Introduction:
You have one chocolate bar which consists of some pieces. Each piece has its sweetness given by the array of sweetness.
You're going to share this chocolate with your ‘K’ friends, so you need to cut ‘K’ times to get ‘K + 1’ pieces, each of which is made up of a continuous series of small parts.
You will eat the piece, which will have the minimum total sweetness, and give all the other pieces to your friends.
Find the maximum total sweetness of a piece you can get by cutting the chocolate bar optimally.

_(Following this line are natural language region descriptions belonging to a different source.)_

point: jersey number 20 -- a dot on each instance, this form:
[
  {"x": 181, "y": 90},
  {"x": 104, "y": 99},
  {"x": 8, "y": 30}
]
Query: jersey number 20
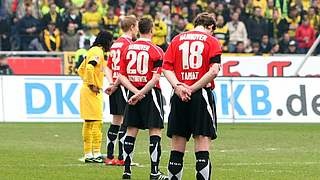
[
  {"x": 140, "y": 59},
  {"x": 115, "y": 54},
  {"x": 191, "y": 54}
]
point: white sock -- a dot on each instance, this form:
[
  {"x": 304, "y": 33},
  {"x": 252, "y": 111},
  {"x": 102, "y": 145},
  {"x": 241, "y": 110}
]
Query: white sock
[
  {"x": 95, "y": 155},
  {"x": 88, "y": 155}
]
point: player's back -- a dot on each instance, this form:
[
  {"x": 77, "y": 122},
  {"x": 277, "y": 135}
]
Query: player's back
[
  {"x": 141, "y": 59},
  {"x": 189, "y": 55},
  {"x": 116, "y": 51}
]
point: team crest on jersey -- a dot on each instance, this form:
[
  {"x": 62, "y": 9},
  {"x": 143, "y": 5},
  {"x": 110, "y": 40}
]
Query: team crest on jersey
[{"x": 96, "y": 58}]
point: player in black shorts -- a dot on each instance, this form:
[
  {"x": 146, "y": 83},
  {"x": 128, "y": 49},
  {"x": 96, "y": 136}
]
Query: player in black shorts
[
  {"x": 118, "y": 94},
  {"x": 140, "y": 73},
  {"x": 191, "y": 62}
]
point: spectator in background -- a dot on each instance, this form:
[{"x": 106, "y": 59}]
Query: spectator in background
[
  {"x": 262, "y": 4},
  {"x": 305, "y": 36},
  {"x": 87, "y": 36},
  {"x": 222, "y": 33},
  {"x": 179, "y": 28},
  {"x": 221, "y": 10},
  {"x": 270, "y": 10},
  {"x": 256, "y": 48},
  {"x": 52, "y": 16},
  {"x": 111, "y": 23},
  {"x": 4, "y": 32},
  {"x": 37, "y": 43},
  {"x": 256, "y": 25},
  {"x": 237, "y": 32},
  {"x": 292, "y": 49},
  {"x": 147, "y": 13},
  {"x": 284, "y": 43},
  {"x": 92, "y": 19},
  {"x": 160, "y": 32},
  {"x": 292, "y": 21},
  {"x": 166, "y": 17},
  {"x": 70, "y": 39},
  {"x": 193, "y": 11},
  {"x": 28, "y": 28},
  {"x": 4, "y": 67},
  {"x": 73, "y": 17},
  {"x": 314, "y": 19},
  {"x": 240, "y": 48},
  {"x": 274, "y": 29},
  {"x": 265, "y": 45},
  {"x": 52, "y": 39},
  {"x": 176, "y": 6}
]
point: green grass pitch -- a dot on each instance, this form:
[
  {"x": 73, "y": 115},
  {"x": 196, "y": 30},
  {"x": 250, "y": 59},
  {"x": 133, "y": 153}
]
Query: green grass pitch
[{"x": 242, "y": 151}]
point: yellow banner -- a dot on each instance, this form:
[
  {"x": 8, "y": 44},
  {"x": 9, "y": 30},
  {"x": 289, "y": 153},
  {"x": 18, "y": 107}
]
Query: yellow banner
[{"x": 69, "y": 63}]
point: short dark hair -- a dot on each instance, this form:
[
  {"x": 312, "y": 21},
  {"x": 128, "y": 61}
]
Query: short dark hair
[
  {"x": 205, "y": 19},
  {"x": 145, "y": 25},
  {"x": 103, "y": 39},
  {"x": 127, "y": 22}
]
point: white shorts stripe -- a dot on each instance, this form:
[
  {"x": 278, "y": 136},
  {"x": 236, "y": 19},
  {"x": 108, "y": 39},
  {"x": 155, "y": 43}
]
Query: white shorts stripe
[
  {"x": 154, "y": 97},
  {"x": 125, "y": 96},
  {"x": 210, "y": 110}
]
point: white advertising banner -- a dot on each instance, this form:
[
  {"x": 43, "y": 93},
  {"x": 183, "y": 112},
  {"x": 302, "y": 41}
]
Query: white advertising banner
[
  {"x": 268, "y": 100},
  {"x": 269, "y": 66},
  {"x": 44, "y": 99},
  {"x": 56, "y": 99}
]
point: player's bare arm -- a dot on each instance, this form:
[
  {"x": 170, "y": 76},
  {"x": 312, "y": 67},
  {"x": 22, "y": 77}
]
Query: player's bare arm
[
  {"x": 112, "y": 87},
  {"x": 181, "y": 89},
  {"x": 90, "y": 76},
  {"x": 151, "y": 84},
  {"x": 126, "y": 83},
  {"x": 207, "y": 78}
]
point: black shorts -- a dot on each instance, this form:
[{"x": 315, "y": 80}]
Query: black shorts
[
  {"x": 147, "y": 113},
  {"x": 196, "y": 117},
  {"x": 118, "y": 101}
]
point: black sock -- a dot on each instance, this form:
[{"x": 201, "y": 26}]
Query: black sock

Let us see a few examples:-
Input 1:
[8, 7, 5, 4, 19, 10]
K = 2
Output 1:
10
Explanation 1: You can divide the chocolate to [8, 7], [5, 4, 19], [10]. You can pick a piece [10] with total sweetness = 10, with minimum sweetness among all pieces.
Input 2:
[5, 4, 3, 9, 10]
K = 2
Output 2:
9
Explanation 2: You can divide the chocolate to [5, 4], [3, 9], [10]. You can pick a piece [5, 4] with total sweetness = 9, with minimum sweetness among all pieces.
Input 3:
[3, 4, 19, 5, 34, 6, 10, 8]
K = 3
Output 3:
8
Recommended topic about, kth largest element in an array and Euclid GCD Algorithm
Approach 1:
The maximum sweetness you can get if you divide the chocolate is the sum of all the values of the sweetness array. Hence, we can run a for loop and try out all the possible values from i = 1 to i = sum(arr) if it is possible to divide the chocolate such that a piece with minimum sweetness is at least i.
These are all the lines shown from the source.